In an extraordinary sighting, a critically endangered right whale was spotted off the Marin County coast on Friday, thrilling scientists.
One of the rarest whales in the world, fewer than 40 animals are thought to survive.
“It was astonishing,” said research ecologist Jan Roletto, who sighted the whale about three miles west of Point Reyes National Seashore while aboard a research vessel for the Applied California Current Ecosystem Studies.
Friday’s weather was rough, with fierce winds that pushed 12 to 14-foot swells. The mission of the research team’s weeklong trip was to survey wildlife in a partnership between Greater Farallones and Cordell Bank National Marine Sanctuaries and Point Blue Conservation Science.
But the whale was unmistakable.
“It came up right in front of us,” then lingered for nearly 20 minutes, said Roletto, research coordinator for the Greater Farallones and Cordell Bank National Marine Sanctuaries.
Standing together on the ship’s viewing platform, Roletto and marine ecologist Kirsten Lindquist instantly turned to look at each other.
“We both knew immediately what it was,” Roletto said. The identification has since been officially confirmed by the NOAA Marine Mammal Lab in Seattle, based on photos and video.
The whale had a distinctive V-shaped blow. Wide and pitch black, it had no dorsal fin. And there was at least one cluster of telltale “callosities” on the head, rough and white skin patches.
“It seemed to be resting,” Roletto said. “It wasn’t feeding. It wasn’t traveling. It would move a little bit, then sink down.”
Like other whales, the species was driven nearly to extinction by commercial whaling. But unlike other whales — such as humpbacks, grey whales and blue whales — it has been much slower to recover. Populations of right whales are larger in the Atlantic Ocean, as well as in the Southern Hemisphere.
North Pacific right whales were favored by hunters because they swim slowly near shore, and float after death. By the late 1800s, as many as 40,000 North Pacific right whales had been slaughtered.
The International Convention for the Regulation of Whaling banned the commercial hunting of right whales in the North Pacific in 1937, and their numbers began to climb.
However, illegal Soviet whaling in the 1960s in the northern Gulf of Alaska and Bering Sea again pushed the species toward extinction.
They have been protected under the Endangered Species Act since 1970. While whaling is no longer a threat, human activity such as entanglement in fishing gear and marine debris, vessel strikes, impacts from climate change, oil and gas development and ocean noise continue to threaten the species.

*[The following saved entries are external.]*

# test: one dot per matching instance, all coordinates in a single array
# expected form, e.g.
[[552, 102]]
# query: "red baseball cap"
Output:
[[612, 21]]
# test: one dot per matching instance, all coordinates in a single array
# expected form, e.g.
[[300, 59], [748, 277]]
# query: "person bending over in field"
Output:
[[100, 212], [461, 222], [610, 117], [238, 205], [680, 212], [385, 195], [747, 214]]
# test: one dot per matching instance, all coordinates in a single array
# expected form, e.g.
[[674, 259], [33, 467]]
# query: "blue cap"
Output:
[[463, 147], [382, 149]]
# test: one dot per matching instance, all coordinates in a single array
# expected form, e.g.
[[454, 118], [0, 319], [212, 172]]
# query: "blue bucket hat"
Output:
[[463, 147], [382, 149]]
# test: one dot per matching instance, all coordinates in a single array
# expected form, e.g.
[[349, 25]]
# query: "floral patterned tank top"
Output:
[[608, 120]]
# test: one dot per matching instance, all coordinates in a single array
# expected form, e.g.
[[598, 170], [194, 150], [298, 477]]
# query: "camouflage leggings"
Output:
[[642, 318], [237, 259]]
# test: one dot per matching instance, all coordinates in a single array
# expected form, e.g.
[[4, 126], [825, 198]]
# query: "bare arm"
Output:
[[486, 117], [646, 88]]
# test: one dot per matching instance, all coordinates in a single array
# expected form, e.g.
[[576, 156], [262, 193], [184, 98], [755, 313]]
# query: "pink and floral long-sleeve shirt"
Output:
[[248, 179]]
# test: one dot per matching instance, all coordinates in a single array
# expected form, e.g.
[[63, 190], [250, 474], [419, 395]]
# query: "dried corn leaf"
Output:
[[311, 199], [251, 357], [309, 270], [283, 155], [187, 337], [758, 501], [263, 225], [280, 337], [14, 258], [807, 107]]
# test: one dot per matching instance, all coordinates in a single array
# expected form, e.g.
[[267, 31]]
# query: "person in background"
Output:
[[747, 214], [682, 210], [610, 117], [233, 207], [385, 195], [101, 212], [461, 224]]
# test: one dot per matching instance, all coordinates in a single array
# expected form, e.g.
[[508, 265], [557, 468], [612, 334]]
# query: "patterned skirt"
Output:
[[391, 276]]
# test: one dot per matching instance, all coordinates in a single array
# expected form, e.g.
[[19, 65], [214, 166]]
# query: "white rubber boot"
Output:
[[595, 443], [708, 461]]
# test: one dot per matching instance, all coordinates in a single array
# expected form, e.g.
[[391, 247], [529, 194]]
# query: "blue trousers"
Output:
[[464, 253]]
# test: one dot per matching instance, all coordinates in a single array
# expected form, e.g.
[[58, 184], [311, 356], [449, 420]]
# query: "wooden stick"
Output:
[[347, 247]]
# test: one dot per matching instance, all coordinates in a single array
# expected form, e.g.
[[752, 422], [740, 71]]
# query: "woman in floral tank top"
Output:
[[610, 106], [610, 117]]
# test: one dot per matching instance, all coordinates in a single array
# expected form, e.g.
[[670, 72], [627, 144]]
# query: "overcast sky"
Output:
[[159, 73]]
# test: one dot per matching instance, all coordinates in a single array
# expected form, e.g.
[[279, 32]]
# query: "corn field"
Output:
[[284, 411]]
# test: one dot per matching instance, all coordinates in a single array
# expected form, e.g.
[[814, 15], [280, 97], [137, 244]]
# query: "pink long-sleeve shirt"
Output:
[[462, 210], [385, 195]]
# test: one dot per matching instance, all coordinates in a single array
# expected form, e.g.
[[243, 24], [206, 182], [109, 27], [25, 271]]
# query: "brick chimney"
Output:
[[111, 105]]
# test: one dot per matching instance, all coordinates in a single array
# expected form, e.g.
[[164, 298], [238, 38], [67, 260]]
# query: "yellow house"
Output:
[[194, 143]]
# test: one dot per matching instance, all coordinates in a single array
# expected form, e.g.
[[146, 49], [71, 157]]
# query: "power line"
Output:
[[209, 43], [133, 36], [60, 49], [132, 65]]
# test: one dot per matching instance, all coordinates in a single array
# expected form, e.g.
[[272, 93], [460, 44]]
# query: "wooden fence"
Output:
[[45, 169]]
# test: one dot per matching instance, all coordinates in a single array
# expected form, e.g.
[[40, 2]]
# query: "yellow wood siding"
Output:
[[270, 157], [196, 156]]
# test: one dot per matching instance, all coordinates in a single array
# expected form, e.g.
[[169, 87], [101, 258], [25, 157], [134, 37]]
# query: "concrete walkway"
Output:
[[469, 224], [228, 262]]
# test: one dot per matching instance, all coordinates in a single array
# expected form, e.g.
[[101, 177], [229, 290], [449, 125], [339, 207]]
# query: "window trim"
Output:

North Pacific right whales are baleen whales, which feed by straining huge volumes of ocean water through their comb-like baleen plates that trap copepods and other zooplankton.
Because they are so rare, very little is known about the movements, migration, breeding or calving of the North Pacific species, said Jim Scarff, an independent whale researcher in Berkeley. Tagging is difficult and unsuccessful, he added.
“There is remarkably little understanding about their distribution,” he said.
Surveys conducted by the National Marine Fisheries Service have detected small numbers of North Pacific right whales in the Gulf of Alaska in a small area called the Barnabas Trough, according to the U.S. Marine Mammal Commission. Twelve were detected in the southeastern Bering Sea.
In the past decade, there have been a handful of detections off the coast of British Columbia or Washington State.
In March 2023, hale watchers sighted one close to shore near Pt. Pinos in Monterey Bay. In April 2022, a fisherman reported a sighting near San Mateo County’s Point Ano Nuevo.
“It’s always one individual animal, often in the spring,” said Scarff. “And then it’s never seen again.”